Closed ppxasjsm closed 2 years ago

ppxasjsm commented 5 years ago

If I run the example script I get an output as seen in the attached image. Two molecules and the detected MCSS. To me this looks wrong, but maybe I am just misunderstanding the output I am supposed to get. Should I not allow for rings to break and therefore one of the rings should be detected in the MCSS? mcs

davidlmobley commented 5 years ago

Right, usually breaking rings is not recommended for exactly such reasons.

Usually what I would do (when I was sstting up relative calculations) was to take a first pass where I did not break any rings at all (which is by far the easiest computationally) and then go back and consider ring-breaking transformations only if disallowing them resulted in disconnected subgraphs in the overall map.

davidlmobley commented 5 years ago

(In a normal MCSS search, with ring breaking allowed, it will just try to give you the largest substructure that is common even after breaking bonds; notice that in the middle molecule you posted there ARE five carbons in a row, so if you allow breaking of a bond in the aromatic ring you can get exactly the structure pictured on the right hand side.
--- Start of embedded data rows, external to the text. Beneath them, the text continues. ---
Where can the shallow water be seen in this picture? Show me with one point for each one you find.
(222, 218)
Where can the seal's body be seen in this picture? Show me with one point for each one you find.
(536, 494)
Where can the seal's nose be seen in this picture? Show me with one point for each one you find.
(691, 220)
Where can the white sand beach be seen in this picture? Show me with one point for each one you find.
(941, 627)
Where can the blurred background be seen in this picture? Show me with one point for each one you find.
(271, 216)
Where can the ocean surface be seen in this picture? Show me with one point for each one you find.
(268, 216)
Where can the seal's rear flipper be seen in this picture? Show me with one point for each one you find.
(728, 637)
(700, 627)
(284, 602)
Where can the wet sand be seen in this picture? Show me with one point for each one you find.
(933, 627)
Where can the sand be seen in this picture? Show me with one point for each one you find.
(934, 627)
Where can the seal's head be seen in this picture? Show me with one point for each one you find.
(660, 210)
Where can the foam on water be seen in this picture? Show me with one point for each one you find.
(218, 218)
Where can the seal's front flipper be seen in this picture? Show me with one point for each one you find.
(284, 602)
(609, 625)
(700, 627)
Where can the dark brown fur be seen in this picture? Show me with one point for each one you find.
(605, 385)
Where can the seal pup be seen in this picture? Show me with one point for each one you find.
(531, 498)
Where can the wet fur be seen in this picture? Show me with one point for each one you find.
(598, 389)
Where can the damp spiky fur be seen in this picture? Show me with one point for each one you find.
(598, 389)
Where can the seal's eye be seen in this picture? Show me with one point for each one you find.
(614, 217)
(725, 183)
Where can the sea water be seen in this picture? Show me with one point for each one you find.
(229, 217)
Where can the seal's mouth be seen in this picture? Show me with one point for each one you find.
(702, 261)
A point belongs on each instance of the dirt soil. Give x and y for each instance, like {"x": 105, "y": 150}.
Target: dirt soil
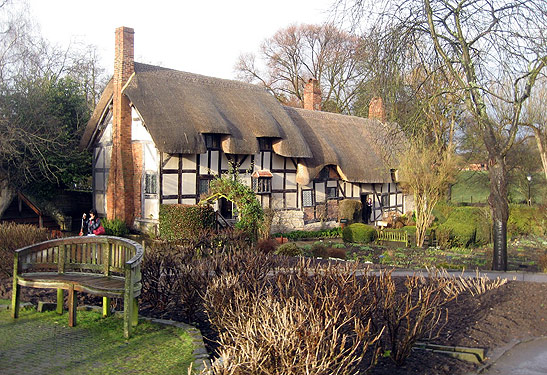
{"x": 515, "y": 311}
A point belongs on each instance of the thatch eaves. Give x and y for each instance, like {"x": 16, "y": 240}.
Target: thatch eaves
{"x": 353, "y": 144}
{"x": 178, "y": 107}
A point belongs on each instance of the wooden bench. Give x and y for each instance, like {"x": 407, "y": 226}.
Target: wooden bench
{"x": 391, "y": 235}
{"x": 101, "y": 265}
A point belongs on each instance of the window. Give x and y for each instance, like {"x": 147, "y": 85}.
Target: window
{"x": 307, "y": 198}
{"x": 212, "y": 141}
{"x": 203, "y": 186}
{"x": 262, "y": 185}
{"x": 150, "y": 183}
{"x": 385, "y": 200}
{"x": 265, "y": 144}
{"x": 332, "y": 192}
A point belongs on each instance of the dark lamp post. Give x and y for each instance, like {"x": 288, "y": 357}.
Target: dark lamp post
{"x": 529, "y": 178}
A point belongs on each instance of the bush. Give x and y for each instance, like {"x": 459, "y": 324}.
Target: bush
{"x": 16, "y": 236}
{"x": 358, "y": 232}
{"x": 319, "y": 250}
{"x": 266, "y": 246}
{"x": 180, "y": 221}
{"x": 289, "y": 249}
{"x": 525, "y": 220}
{"x": 350, "y": 210}
{"x": 302, "y": 234}
{"x": 115, "y": 227}
{"x": 466, "y": 226}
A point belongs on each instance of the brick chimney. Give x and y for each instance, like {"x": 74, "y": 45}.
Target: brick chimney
{"x": 312, "y": 95}
{"x": 120, "y": 190}
{"x": 376, "y": 109}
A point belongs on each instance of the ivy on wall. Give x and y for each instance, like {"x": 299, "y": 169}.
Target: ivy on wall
{"x": 251, "y": 214}
{"x": 180, "y": 221}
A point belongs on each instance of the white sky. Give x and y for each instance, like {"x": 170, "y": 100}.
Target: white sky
{"x": 204, "y": 37}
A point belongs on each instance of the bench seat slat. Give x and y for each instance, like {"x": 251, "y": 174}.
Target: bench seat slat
{"x": 101, "y": 285}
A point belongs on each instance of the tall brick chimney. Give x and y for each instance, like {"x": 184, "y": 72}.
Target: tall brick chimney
{"x": 120, "y": 190}
{"x": 376, "y": 109}
{"x": 312, "y": 95}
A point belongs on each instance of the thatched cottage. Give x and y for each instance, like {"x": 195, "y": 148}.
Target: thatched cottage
{"x": 159, "y": 136}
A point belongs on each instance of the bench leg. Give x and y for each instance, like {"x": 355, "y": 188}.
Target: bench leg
{"x": 60, "y": 301}
{"x": 72, "y": 304}
{"x": 106, "y": 307}
{"x": 15, "y": 298}
{"x": 135, "y": 311}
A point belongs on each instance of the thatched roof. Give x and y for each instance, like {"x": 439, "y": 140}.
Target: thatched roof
{"x": 353, "y": 144}
{"x": 100, "y": 109}
{"x": 178, "y": 107}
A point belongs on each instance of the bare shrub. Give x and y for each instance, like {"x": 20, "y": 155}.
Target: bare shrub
{"x": 337, "y": 253}
{"x": 412, "y": 313}
{"x": 266, "y": 245}
{"x": 13, "y": 237}
{"x": 297, "y": 323}
{"x": 473, "y": 285}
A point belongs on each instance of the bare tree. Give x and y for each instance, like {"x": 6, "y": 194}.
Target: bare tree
{"x": 535, "y": 118}
{"x": 297, "y": 53}
{"x": 482, "y": 45}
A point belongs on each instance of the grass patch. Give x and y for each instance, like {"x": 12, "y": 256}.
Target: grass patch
{"x": 96, "y": 345}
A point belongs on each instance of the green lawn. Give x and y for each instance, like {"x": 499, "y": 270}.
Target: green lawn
{"x": 474, "y": 187}
{"x": 44, "y": 343}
The right IS the largest common substructure, just not usually the one we would want to use for free energy calculations (because breaking that bond in the aromatic ring would be difficult, AND because our chemical intuition would be to preserve the aromatic ring).

That said you're also looking at a difficult transformation here, @ppxasjsm , because if you turn off breaking rings, there will be basically no connection between molecule 1 and molecule 2 (since one is bicyclic and the other has a single ring, and going from a bicyclic system to a single ring requires breaking one of the rings).